Há máquinas terrivelmente complicadas para as necessidades mais simples.


Se quer fumar um charuto aperte um botão.
Paletós abotoam-se por eletricidade.
Amor se faz pelo sem-fio.
Não precisa estômago para digestão.
[…]

II
Cota zero

Stop.
A vida parou.
Ou foi o automóvel?

Sobre esses versos, extraídos de Alguma Poesia, pode-se dizer que:

a) Os dois textos podem ser aproximados quanto ao tema (mecanização do cotidiano); entretanto,
enquanto o primeiro apresenta uma visão crítica sobre o tema, o segundo faz uma apologia bem-
humorada do progresso urbano.
b) Os textos assemelham-se não apenas quanto ao tema (automatização da vida humana), mas também
quanto à linguagem: ambos apresentam a brevidade e a descontinuidade sintática características de
Alguma Poesia.
c) A crítica à mecanização excessiva que caracteriza a vida moderna evidencia-se, no texto I,
especialmente no emprego da antítese no primeiro verso, e, no texto II, no emprego do estrangeirismo,
ou barbarismo (stop).
d) O texto II apresenta, através de uma linguagem marcada pela concisão telegráfica, a crítica presente
no texto I, uma vez que os termos zero, stop e parou indicam a total dependência da vida moderna em
relação às máquinas.
e) A máquina como assunto poético pode ser verificada nos dois textos, o que torna evidente a influência
exercida, sobre o autor, da vanguarda artística conhecida como futurismo.
4. (FUVEST)

Sweet Home

Quebra-luz, aconchego.
Teu braço morno me envolvendo.
A fumaça de meu cachimbo subindo.

Como estou bem nesta poltrona de humorista inglês.
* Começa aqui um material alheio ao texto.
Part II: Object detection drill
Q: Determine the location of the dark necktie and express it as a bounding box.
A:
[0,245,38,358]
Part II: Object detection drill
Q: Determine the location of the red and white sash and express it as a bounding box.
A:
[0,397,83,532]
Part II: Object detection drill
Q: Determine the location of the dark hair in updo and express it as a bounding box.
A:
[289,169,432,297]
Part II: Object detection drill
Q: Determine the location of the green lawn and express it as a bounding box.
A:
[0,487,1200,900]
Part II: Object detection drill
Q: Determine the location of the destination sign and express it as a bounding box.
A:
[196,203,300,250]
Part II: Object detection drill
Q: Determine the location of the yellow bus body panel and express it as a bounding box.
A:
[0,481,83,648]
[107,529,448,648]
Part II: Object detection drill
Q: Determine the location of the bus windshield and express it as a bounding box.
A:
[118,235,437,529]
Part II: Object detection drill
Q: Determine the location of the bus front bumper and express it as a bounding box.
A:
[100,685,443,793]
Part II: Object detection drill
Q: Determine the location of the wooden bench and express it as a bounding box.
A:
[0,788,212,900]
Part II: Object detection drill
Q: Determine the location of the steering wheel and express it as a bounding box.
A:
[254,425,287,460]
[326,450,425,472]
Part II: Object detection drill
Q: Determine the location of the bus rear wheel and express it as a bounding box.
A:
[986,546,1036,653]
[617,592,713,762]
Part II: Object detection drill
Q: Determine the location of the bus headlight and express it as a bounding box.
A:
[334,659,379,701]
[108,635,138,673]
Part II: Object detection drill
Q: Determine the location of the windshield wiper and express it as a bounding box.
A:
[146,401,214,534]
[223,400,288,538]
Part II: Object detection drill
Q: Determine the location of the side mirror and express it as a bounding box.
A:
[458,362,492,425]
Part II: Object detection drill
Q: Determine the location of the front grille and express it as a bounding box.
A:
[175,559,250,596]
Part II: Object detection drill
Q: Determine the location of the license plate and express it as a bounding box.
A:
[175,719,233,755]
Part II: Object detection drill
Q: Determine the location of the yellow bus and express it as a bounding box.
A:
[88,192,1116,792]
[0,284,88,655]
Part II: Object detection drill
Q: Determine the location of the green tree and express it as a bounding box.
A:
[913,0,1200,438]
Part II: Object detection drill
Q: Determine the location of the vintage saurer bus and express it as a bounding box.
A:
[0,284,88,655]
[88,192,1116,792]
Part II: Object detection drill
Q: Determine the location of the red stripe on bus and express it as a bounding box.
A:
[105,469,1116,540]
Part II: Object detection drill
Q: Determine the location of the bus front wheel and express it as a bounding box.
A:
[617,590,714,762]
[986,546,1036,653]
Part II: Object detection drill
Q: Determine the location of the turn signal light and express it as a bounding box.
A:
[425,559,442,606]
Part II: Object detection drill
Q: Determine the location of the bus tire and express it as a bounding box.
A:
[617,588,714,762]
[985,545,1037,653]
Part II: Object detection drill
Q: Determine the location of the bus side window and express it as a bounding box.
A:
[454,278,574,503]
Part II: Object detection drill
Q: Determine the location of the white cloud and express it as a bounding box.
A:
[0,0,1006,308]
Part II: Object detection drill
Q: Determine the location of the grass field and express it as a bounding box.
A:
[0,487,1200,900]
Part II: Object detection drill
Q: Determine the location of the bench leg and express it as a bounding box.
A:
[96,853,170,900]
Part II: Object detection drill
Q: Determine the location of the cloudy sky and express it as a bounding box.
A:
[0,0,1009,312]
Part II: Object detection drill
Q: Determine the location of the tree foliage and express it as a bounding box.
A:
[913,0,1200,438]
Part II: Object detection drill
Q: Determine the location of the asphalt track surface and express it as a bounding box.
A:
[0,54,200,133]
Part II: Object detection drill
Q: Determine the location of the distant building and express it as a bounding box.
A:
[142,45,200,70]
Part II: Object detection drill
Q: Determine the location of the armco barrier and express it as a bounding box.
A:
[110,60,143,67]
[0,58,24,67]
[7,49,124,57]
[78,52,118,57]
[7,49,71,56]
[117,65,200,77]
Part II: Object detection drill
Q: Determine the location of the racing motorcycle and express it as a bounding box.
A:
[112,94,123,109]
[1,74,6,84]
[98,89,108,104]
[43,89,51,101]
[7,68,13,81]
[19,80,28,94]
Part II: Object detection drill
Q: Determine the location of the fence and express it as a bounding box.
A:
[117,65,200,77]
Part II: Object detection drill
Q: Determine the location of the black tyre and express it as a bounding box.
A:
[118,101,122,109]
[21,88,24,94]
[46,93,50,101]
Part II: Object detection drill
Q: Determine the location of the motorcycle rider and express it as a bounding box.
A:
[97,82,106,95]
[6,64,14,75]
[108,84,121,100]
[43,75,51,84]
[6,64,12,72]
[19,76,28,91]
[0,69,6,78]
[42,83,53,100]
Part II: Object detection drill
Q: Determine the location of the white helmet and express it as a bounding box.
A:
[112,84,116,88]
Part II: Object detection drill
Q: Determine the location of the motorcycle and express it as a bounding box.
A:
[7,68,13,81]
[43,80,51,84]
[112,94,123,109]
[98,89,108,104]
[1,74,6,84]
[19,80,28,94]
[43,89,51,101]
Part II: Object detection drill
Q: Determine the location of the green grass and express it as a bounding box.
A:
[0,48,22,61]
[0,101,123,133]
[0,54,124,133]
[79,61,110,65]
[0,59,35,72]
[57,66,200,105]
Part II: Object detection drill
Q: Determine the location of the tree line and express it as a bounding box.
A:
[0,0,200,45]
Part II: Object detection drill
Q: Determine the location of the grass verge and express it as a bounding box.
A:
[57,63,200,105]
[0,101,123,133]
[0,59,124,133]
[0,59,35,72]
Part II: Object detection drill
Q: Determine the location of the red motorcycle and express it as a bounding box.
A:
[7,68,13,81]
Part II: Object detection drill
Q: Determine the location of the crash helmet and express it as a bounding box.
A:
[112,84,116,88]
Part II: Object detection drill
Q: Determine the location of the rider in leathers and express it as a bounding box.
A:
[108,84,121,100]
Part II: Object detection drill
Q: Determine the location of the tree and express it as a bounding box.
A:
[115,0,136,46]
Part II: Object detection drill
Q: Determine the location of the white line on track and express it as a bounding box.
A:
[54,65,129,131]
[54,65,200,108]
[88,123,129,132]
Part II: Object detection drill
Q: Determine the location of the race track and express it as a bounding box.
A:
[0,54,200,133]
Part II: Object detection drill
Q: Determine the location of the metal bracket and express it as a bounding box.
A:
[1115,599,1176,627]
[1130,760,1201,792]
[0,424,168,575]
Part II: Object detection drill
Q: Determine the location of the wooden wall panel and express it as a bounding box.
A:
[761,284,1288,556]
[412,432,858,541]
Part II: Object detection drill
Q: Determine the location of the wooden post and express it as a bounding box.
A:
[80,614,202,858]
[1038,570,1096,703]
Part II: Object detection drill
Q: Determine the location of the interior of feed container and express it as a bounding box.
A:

O jornal conta histórias, mentiras...

Ora afinal! a vida é um bruto romance


e nós vivemos folhetins sem o saber.

Mas surge o imenso chá com torradas,


chá de minha burguesia contente.
Ó gozo de minha poltrona!
ó doçura de folhetim!
Ó bocejo de felicidade!

Carlos Drummond de Andrade. Alguma Poesia.

a) Por que a expressão em inglês Sweet home suscita, no título do poema, um teor de ironia?
b) Na circunstância do poema, os termos “bruto romance” e “folhetins”, como formas literárias,
representam diferentes visões de mundo, estabelecendo entre si um contraste simbólico. Comente.